Os Kings terminaram o dia assistindo Curaçao fazer história contra o Equador, em Kansas City.
A pequena nação insular de Curaçao é um país constituinte do Reino dos Países Baixos e tem o Rei Willem-Alexander e a Rainha Máxima como chefes de estado.
Então, depois de um curto vôo para o norte no sábado, o casal real obedientemente trocou os lenços Het Oranje Legioen laranja brilhante que usaram no jogo anterior por lenços azuis brilhantes para o The Blue Wave.
Curaçao, a menor seleção da Copa do Mundo em termos de população e tamanho, estreou no torneio no último domingo com uma derrota por 7 a 1 para a Alemanha. Mas eles se recuperaram da derrota empatando em 0 a 0 com o La Tri e conquistando os primeiros pontos no torneio.
“Esta é uma Copa do Mundo muito especial porque temos a Holanda e Curaçao”, disse Willem-Alexander à RTL-TV.
“Portanto, temos o dobro de times para apoiar. Uma grande oportunidade para torcer pelos Azuis e pelos Laranjas.
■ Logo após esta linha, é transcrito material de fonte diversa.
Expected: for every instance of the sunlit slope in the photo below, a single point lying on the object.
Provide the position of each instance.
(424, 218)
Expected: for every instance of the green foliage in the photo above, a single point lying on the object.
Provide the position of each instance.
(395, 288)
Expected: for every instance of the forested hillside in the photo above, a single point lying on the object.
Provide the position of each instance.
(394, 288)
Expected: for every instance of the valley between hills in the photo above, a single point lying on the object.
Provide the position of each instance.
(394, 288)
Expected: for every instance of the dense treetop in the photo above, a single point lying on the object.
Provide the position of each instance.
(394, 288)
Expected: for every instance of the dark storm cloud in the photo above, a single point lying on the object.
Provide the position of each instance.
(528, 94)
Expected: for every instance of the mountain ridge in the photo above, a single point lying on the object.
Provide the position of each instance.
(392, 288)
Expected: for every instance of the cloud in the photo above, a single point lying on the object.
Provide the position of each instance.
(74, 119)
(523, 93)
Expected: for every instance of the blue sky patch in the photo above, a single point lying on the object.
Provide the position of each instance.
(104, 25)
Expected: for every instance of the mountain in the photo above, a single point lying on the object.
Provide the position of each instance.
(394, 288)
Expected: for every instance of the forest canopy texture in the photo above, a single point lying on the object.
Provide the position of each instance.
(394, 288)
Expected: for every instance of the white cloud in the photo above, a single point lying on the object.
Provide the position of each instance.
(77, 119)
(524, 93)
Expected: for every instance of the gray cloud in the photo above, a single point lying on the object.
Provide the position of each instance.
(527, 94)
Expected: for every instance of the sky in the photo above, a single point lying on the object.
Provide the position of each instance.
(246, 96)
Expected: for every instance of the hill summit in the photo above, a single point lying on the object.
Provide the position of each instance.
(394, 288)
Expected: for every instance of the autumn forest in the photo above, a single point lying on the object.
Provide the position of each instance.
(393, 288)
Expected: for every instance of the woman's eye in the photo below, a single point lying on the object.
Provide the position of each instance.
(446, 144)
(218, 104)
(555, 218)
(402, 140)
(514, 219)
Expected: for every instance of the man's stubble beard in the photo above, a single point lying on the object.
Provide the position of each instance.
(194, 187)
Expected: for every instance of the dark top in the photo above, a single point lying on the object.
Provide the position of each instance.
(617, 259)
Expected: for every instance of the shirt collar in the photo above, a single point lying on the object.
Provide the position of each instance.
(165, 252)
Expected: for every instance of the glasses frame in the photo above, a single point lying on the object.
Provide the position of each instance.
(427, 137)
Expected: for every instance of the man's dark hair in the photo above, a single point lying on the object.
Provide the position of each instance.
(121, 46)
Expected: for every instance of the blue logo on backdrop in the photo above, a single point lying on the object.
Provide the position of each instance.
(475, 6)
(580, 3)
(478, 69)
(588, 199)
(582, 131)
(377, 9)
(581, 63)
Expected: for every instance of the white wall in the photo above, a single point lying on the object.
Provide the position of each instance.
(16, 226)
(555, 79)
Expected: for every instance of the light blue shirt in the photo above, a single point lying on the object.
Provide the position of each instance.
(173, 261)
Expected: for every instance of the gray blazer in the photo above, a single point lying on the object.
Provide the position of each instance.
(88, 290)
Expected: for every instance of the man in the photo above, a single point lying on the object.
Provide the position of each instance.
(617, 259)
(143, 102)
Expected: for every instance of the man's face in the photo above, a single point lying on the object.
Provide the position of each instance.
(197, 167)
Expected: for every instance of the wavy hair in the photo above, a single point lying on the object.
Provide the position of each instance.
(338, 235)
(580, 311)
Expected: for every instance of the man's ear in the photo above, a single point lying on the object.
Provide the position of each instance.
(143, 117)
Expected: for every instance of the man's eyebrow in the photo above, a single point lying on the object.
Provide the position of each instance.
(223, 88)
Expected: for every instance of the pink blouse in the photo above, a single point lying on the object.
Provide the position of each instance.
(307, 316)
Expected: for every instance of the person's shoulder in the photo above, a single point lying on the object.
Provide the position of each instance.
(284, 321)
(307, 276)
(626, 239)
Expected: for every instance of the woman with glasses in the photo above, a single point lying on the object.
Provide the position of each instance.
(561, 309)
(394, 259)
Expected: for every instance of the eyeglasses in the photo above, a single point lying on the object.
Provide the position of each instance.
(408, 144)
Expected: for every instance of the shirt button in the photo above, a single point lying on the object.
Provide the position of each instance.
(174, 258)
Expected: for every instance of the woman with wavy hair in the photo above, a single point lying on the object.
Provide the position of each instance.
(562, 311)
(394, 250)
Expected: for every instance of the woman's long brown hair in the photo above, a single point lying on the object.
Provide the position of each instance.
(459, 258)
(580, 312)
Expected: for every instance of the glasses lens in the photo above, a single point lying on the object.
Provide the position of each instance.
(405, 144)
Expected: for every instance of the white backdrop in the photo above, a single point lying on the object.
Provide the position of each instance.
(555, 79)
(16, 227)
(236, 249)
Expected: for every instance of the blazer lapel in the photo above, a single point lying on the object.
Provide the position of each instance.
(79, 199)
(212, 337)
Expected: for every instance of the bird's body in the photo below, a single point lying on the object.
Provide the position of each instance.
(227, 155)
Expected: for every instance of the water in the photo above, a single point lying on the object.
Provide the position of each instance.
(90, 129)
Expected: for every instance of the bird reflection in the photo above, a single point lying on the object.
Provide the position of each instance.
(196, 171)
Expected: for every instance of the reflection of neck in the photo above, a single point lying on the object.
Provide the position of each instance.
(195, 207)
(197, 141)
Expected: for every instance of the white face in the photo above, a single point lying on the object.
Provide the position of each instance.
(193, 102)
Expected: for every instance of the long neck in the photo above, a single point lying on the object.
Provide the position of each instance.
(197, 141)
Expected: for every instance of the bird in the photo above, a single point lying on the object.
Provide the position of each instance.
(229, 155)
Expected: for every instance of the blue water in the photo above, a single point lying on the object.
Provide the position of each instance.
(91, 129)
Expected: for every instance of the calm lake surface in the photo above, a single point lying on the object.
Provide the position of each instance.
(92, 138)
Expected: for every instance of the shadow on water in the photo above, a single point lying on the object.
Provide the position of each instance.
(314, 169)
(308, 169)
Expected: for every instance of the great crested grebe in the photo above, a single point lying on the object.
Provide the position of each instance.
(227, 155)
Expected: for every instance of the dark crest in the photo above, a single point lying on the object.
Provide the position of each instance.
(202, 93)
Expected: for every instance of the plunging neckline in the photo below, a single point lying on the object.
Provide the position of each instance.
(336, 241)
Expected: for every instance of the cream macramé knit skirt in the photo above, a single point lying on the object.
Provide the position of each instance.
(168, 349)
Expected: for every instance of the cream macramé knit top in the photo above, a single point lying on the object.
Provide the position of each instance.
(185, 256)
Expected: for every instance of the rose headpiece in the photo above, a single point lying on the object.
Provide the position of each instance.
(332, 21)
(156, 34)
No geral, será uma Copa do Mundo especial para mim, com duas seleções, e é claro que espero que eles cheguem mais longe.”
A Holanda deu um passo mais perto da fase a eliminar depois de uma vitória por 5-1 sobre a Suécia.
Brian Brobbey e Cody Gakpo marcaram duas vezes cada um para ajudar a equipe do técnico Ronald Koeman a se recuperar de um empate decepcionante na estreia e chegar à liderança do Grupo F. A Holanda conclui o jogo da fase de grupos contra a Tunísia na quinta-feira, em Kansas City.
Curaçao também ainda está vivo, depois que Eloy Room fez 15 defesas – uma a menos do recorde da Copa do Mundo – para empatar com o Equador. Isso encerra a partida de quinta-feira do Grupo E contra a Costa do Marfim, na Filadélfia, ao mesmo tempo em que o Equador enfrenta a Alemanha, em Nova York.
“É incrível”, disse o meio-campista de Curaçao, Tahith Chong, sobre as comemorações com a família real no vestiário. “Eu sabia antes do jogo que eles entrariam em jogo. Tê-los no jogo que nos viu conquistar os primeiros pontos da história foi incrível.”
Era raro um monarca em exercício passar pela área de Kansas City.
A rainha Ann da Romênia participou da inauguração do Liberty Memorial, onde Kansas City realizou seu FanFest da Copa do Mundo, na década de 1920, enquanto o rei Gustavo XVI da Suécia parou na pequena cidade de Lindsborg, no Kansas, ao passar pelo meio-oeste na década de 1970.
Além disso, nunca houve um evento esportivo tão grande como a Copa do Mundo nesta região.
Um país tão pequeno como Curaçao nunca marcou um único ponto neste torneio.
“Ver como o rei, sua esposa e sua filha se encaixam em nosso grupo é algo que inspira muito respeito”, disse o técnico de Curaçao, Dick Advocaat, de 78 anos, nascido e criado na Holanda.
“Eles sorriram, dançaram, nada era demais para eles e dava para vê-los exalando alegria. Foi maravilhoso ver a família real assim.”